Other studies suggest that our slowed metabolism and lessened activity in later life could inhibit the natural rise and fall of core body temperature, further messing up our normal sleep signals (Schetman). Women do continue to have more slow-wave sleep than men do, and women actually sleep more consolidate ly (Asplund & Aberg). Additionally, women hold on to their circadian timing longer than men do (Asplund & Aberg). Unfortunately, many other health issues tend to disrupt our normal sleep in this stage of life. The most prominent of these is depression (Schetman). According to a study by Schetman, more women than men complain of depression across the years, and depression affects sleep.

Depression tends to increase sleep fragmentation and wakes us up earlier in the morning. A study by the National Institute on Ageing (as cited by Schetman) found that people who are depressed are three times more likely to report symptoms of insomnia than those who are not depressed are. Arthritic pain may be the most common cause of secondary sleep disturbance; people with rheumatoid arthritis report a sixty- percent greater prevalence of sleep disorders (Lentz). The natural movements one makes while asleep may produce joint or muscle pain that wakes them up, and many older people find it harder to get back to sleep. Respiratory problems, such as chronic obstructive pulmonary disease (COPD), can also cause wakefulness (Lusardi). Heart disease also contributes to sleep problems (Lusardi).

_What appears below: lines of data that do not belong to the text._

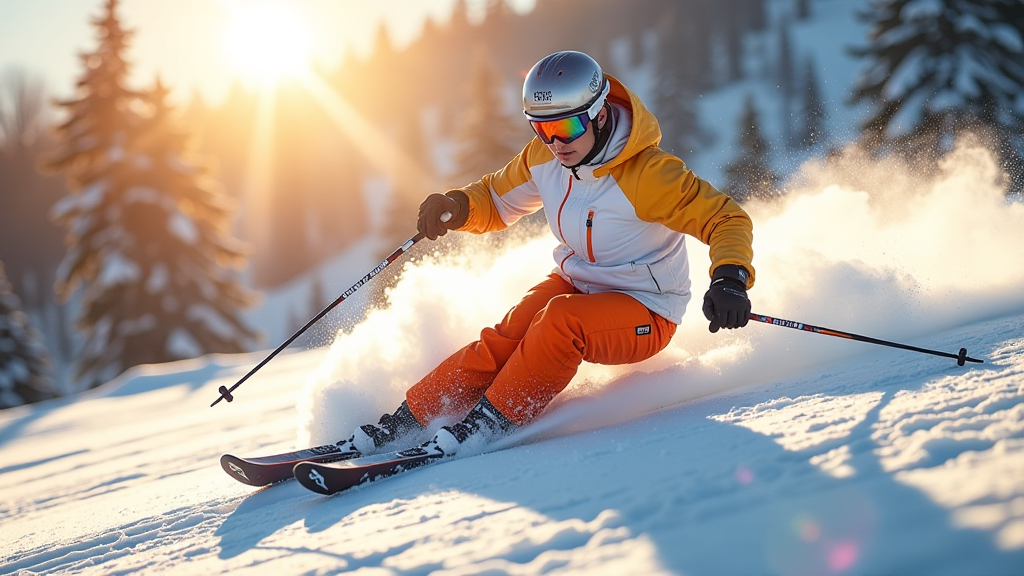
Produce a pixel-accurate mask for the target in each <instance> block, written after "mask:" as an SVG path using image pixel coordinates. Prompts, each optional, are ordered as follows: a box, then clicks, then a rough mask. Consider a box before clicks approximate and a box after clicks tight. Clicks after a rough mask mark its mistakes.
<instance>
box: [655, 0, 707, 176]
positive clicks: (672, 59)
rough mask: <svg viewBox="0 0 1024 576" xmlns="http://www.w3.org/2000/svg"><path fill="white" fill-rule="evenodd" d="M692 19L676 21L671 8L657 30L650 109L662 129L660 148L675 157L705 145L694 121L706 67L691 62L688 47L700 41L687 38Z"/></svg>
mask: <svg viewBox="0 0 1024 576" xmlns="http://www.w3.org/2000/svg"><path fill="white" fill-rule="evenodd" d="M694 28H695V25H694V22H693V20H692V19H691V18H683V19H682V22H680V20H679V18H678V15H677V10H676V7H675V6H670V7H669V8H668V9H667V10H666V11H665V13H664V14H663V17H662V18H660V22H659V26H658V29H657V43H658V47H657V60H656V63H655V66H656V69H655V73H654V98H653V102H652V104H653V108H654V112H655V113H656V114H657V122H658V124H659V125H660V127H662V134H663V140H662V147H663V148H665V150H667V151H669V152H672V153H674V154H677V155H680V156H682V155H684V153H686V152H692V151H693V150H695V149H697V148H699V147H700V145H701V143H703V142H705V141H707V139H708V134H707V133H706V132H705V131H703V130H702V129H701V128H700V123H699V119H698V117H697V108H696V94H697V90H698V88H699V86H700V85H701V78H700V76H701V71H702V70H703V68H705V65H706V63H701V61H699V60H697V59H696V58H694V52H696V53H700V51H699V50H692V49H691V46H692V45H693V43H694V42H695V41H699V39H700V38H699V37H698V36H695V35H693V34H690V33H691V32H692V31H693V29H694Z"/></svg>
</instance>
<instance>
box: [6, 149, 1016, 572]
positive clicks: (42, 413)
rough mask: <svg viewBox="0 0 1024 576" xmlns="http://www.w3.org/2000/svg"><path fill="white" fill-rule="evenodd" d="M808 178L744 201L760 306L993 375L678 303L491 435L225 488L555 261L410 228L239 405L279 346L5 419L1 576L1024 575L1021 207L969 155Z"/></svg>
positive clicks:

In a survey in Sweden examining almost four thousand women with cardiac disease, eighteen percent claimed to have poor sleep. Within that group, poor sleep was associated with chest pain and irregular heartbeat (Lusardi). However, in another study, women with coronary artery disease showed a higher incidence of sleep apnea. Sleep apnea remains a significant predictor of disease even when things like age, smoking status; weight, hypertension, and diabetes are accounted for. Further, after cardiac surgery, women's sleep patterns are greatly disrupted (Asplund & Aberg).

Patients with hypertension have found their blood pressure rising following sleep deprivation. Older people are also more likely to be taking several medications, some of which can interfere with sleep or cause interactions that do. Too many women accept sleep problems as a part of their lives. Somehow women figure men must sleep more easily, and that maybe women just need less sleep. There are differences in men's and women's sleep patterns, some of which have to do with hormones and gender. Women's sleep is disrupted by the hormonal surges of puberty, pregnancy, premenstrual syndrome, and pre menopause.

Not to mention late nights caused by competing demands of careers and children, and caring for a newborn. Many of the problems women face with sleep have to do with their life stages and situations. Understanding one's own life stage is a crucial element in getting a good night's sleep.